Sorry, this fell off my radar. I will take a look this week.

jgfouca avatar Sep 06 '23 19:09 jgfouca

I'm the NERSC support staff person that has this as a ticket. I'll offer to help if there is something needed from a facility perspective.

Larofeticus avatar Sep 06 '23 20:09 Larofeticus

This line in the description at the top:

It appears the recommendation is to create a different library for MPAS-framework gpu kernels and link it separately. Are you referring to the posting here? https://forums.developer.nvidia.com/t/nvlink-error-multiple-definition-errors-when-linking-to-the-same-library-twice/62892 It sounds like the build structure needs to be re-organized not to duplicate the contents of the libraries.

cponder avatar Sep 07 '23 08:09 cponder

I'm wondering if a flag like -Wl,--allow-multiple-definition might get it to tolerate the duplication between the libraries. I'm not sure if this would be the right way to express it. But the --allow-multiple-definition is a flag to "ld" that sounds like the problem you're seeing. Also, if this problem showed up on Perlmutter but not other systems, it could be that the default compiler/linker flags could be set differently.

cponder avatar Sep 07 '23 14:09 cponder

@cponder , thanks for the info. I searched the flag in the build log and found that the "-Wl,--allow-multiple-definition" flag is already used in the linker command line when e3sm.exe is created. I think the linker flag is defined in nvidiagpu_pm-gpu.cmake in cmake_macros folder.

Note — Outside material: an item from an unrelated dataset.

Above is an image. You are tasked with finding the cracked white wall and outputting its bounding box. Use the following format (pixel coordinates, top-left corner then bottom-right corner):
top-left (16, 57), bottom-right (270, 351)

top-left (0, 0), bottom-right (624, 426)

grnydawn avatar Sep 07 '23 18:09 grnydawn

@philipwjones Any thoughts on how to resolve this?

sarats avatar Sep 11 '23 15:09 sarats

Hi all, apologies for delays on this. I am on perlmutter and I see the same error with case SMS.T62_oRRS18to6v3.GMPAS-IAF.pm-gpu_nvidiagpu. Working on a fix now.

jgfouca avatar Sep 11 '23 16:09 jgfouca

@cponder , It looks like -Wl,--allow-multiple-definition is already in the link line, so unfortunately that won't be the fix we need.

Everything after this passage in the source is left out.